Cumhuriyet Üniversitesi İktisadi ve İdari Bilimler Dergisi (Jan 2022)

Kamu İktisadi Teşebbüslerinin ve Özelleştirmenin Ekonomi-Politiği: Türkiye Örneği

  • Ahmet Arif Eren,
  • Orhan Şimşek

DOI
https://doi.org/10.37880/cumuiibf.1013738
Journal volume & issue
Vol. 23, no. 1
pp. 337 – 361

Abstract

Read online

Politik iktisadın merkezi tartışması olan devlet-piyasa ikiliğinde çok önemli bir alanı kaplayan devlete ait işletmeler/kamu iktisadi teşebbüsleri (KİT’ler), tarih boyunca ülkelerin ulusal kapitalizmlerini oluşturmada, kalkınma deneyimlerinde dikkate değer şekilde görevler üstlenen birer araç olmuştur.
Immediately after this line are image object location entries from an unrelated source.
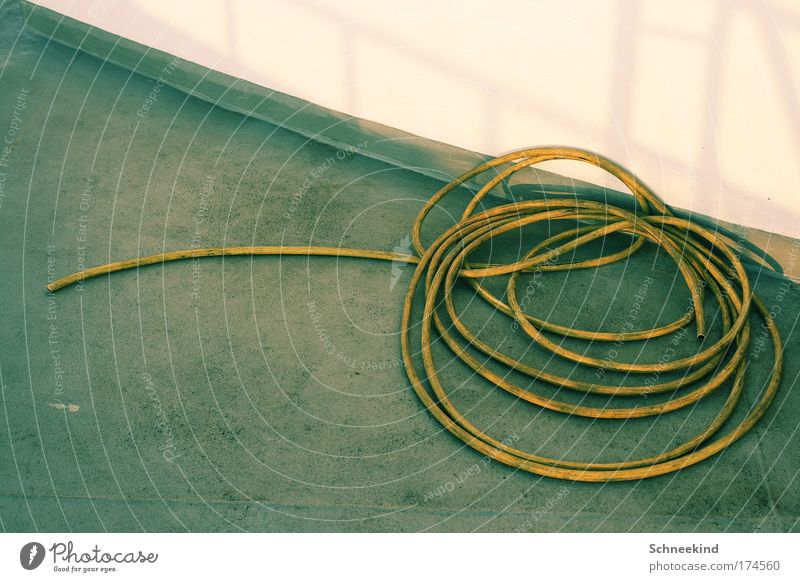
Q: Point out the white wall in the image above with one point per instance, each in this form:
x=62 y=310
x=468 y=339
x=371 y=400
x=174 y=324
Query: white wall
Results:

Ancak bu durum, kamu iktisadi teşebbüslerini tartışılan, varlığı sorgulanan ve eleştirilen birer kurum olmaktan kurtaramamıştır. Öyle ki, neoliberal manifesto olarak kabul edilen Washington Uzlaşısı çerçevesinde devletin küçültülmesi hevesiyle başlatılan özelleştirme furyası, birçok ülkede kamu mülkiyetinin bu şirketlerden el çekmesine neden oldu. Ağırlıklı olarak gelişmekte olan ülkelerde temel kamusal hizmet alanlarındaki kamu iktisadi teşebbüsleri dahi özelleştirildi. 2000’li yıllara gelindiğinde ise, yaşanan ekonomik ve finansal krizler (örneğin 2008 küresel krizi), devletin ekonomiye geri dönüşünün güçlü bir şekilde seslendirilmesini beraberinde getirdi. Bu durum kamu iktisadi teşebbüslerini de yeniden sahneye çıkardı. Özellikle Çin merkezli kamu iktisadi teşebbüslerinin ve yine mülkiyeti devlet ait ulusal varlık fonu işletmelerinin küresel birer aktör haline gelmesi ve devletçi kapitalizmin farklı bir formatta dönüşü, bu kurumlara olan ilgiyi artırdı.Ancak kamu iktisadi teşebbüslerinin yeniden dönüşünü anlamak, kavramak ve yorumlamak, tarihe müracaatı zorunlu kılmaktadır. Kapitalizmin met-cezir dalgalarının ortasında kalan bu kurumların günümüzde yeniden önem arz etmesini, politik iktisadın hacimli tartışmalarından soyutlamak mümkün değildir. Dolayısıyla bu çalışmada, önce devletin ekonomik faaliyetlerinin kapitalizmdeki yerine ve günümüzde yükselen devletçi kapitalizme Adam Smith ve iktisadi düşünce tarihi perspektifinden bakılmış, daha sonra ise, devletin ekonomik faaliyetlerinin en öncelikli aracı kamu iktisadi teşebbüslerine yönelik politikalar Türkiye örneği üzerinden irdelenmiştir. Türkiye’nin kamu iktisadi teşebbüsleri serüveni üzerine yapılan değerlendirmeler sonucunda, gelinen noktada devletçi ekonomi modeline doğru bir yönelimin olduğu kabul edilmektedir. Bu bağlamda çalışma, devletin ve devlet işletmelerinin geri plana itildiği düşüncelerin reddiyesi ile sonlandırılmıştır.